It’s that time of year when kids are graduating from college. They’re certainly due their congratulations. I, for example, just attended my third child’s graduation ceremony in Colorado. Since that was my last child to graduate, I essentially got a big raise. But for those parents whose child is getting ready to go to college this next fall, one of the main considerations is where to live.
Many colleges and universities require a freshman to live in campus housing while others do not. Some students may be entering their second or third year of school and looking for a new place to live. Most students pay rent as many don’t plan to live in the same city where their school is located. A place to live is short term. And, as with other rentals, it’s a temporary expense. But there is another option in buying a place to live.
Buying a place to live is typically out of the foray of a college student, so most often a purchase comes in the form of relatives helping out by buying a property outright. Usually, this purchase is initiated by a parent or grandparent. When buying a rental property, the choices are either a government loan or a conventional one.
Conventional loans, those underwritten to Fannie or Freddie standards, will require a down payment of at least 20% of the sales price and buyers can get slightly better terms with a 25% down payment. Still, rates and terms for rental properties are higher compared to those for a primary residence. A primary is a property where the owner lives there. However, the minimum down payment requirement forces the choice of renting vs. buying. But not with a ‘kiddie condo’ transaction.
A kiddie condo loan program is somewhat of a misnomer because the property doesn’t have to be a condominium unit. The property can be any type of residential property. Under this type of financing there are some major advantages for relatives who put their name on the dotted line to buy the home for the student. What sort of advantages?
Probably the biggest is the amount of down payment required for a kiddie condo loan. Recall that government-backed loans must be owner-occupied. When using a government-backed FHA loan, the student as well as the relatives are all on the note but only the student lives in the property. This situation means lower down payment and lower rates and fees, even though there are some non-occupied borrowers on the note. A positive credit history will also boost credit scores for everyone on the note. This is especially important for students with limited credit histories.

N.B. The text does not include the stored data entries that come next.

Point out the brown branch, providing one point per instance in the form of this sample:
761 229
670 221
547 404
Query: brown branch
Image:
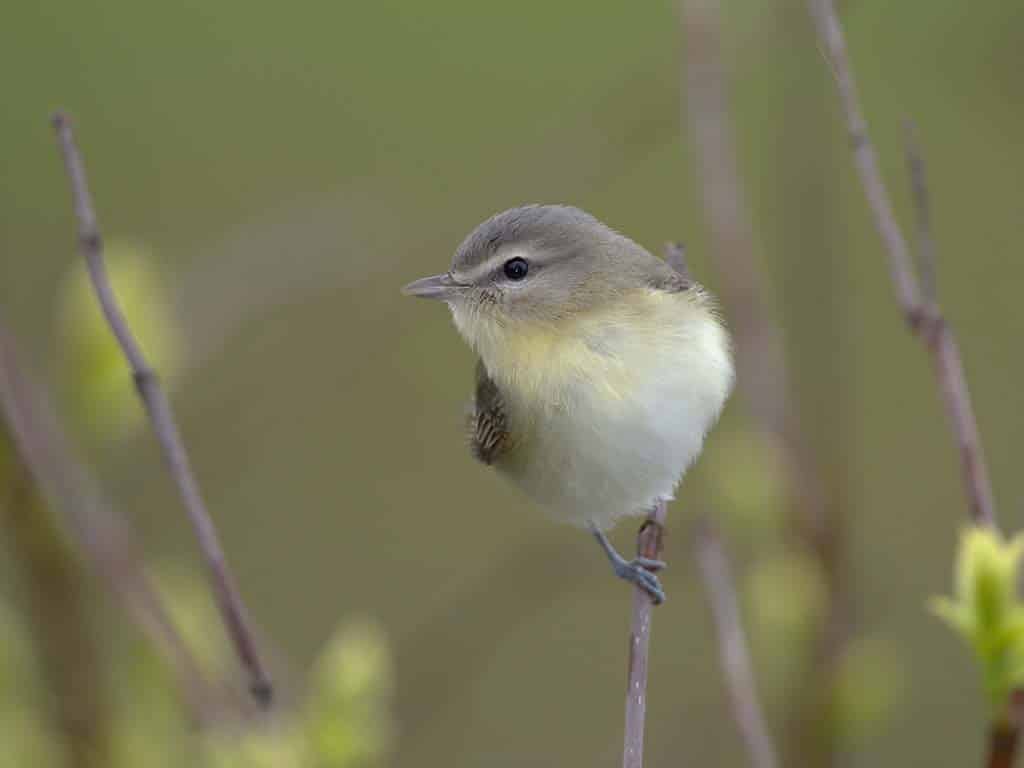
103 537
762 376
159 410
923 212
649 541
923 314
736 667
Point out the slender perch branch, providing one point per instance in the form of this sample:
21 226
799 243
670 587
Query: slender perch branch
159 410
922 313
736 666
648 545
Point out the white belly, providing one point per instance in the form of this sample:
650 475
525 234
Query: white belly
591 454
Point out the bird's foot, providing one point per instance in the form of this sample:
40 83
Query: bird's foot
640 571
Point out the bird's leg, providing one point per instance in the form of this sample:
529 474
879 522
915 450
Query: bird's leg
639 570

Another advantage relates to income tax deductions. You’ll want to consult with your tax professional about this but in general, interest and discount points may be a tax deduction. And finally, there is equity growth. Owning a property for three or four years typically means the value of the home has increased, contributing to everyone’s wealth. And, even after the student graduates, the home can still be used as a rental property but with all the benefits of a primary residence. Graduating and moving out does not change the terms of the original note.
As this fall approaches, take a look at the advantages of a kiddie condo arrangement. Especially so if the parents are thinking about buying a property instead of throwing their money out with rental payments.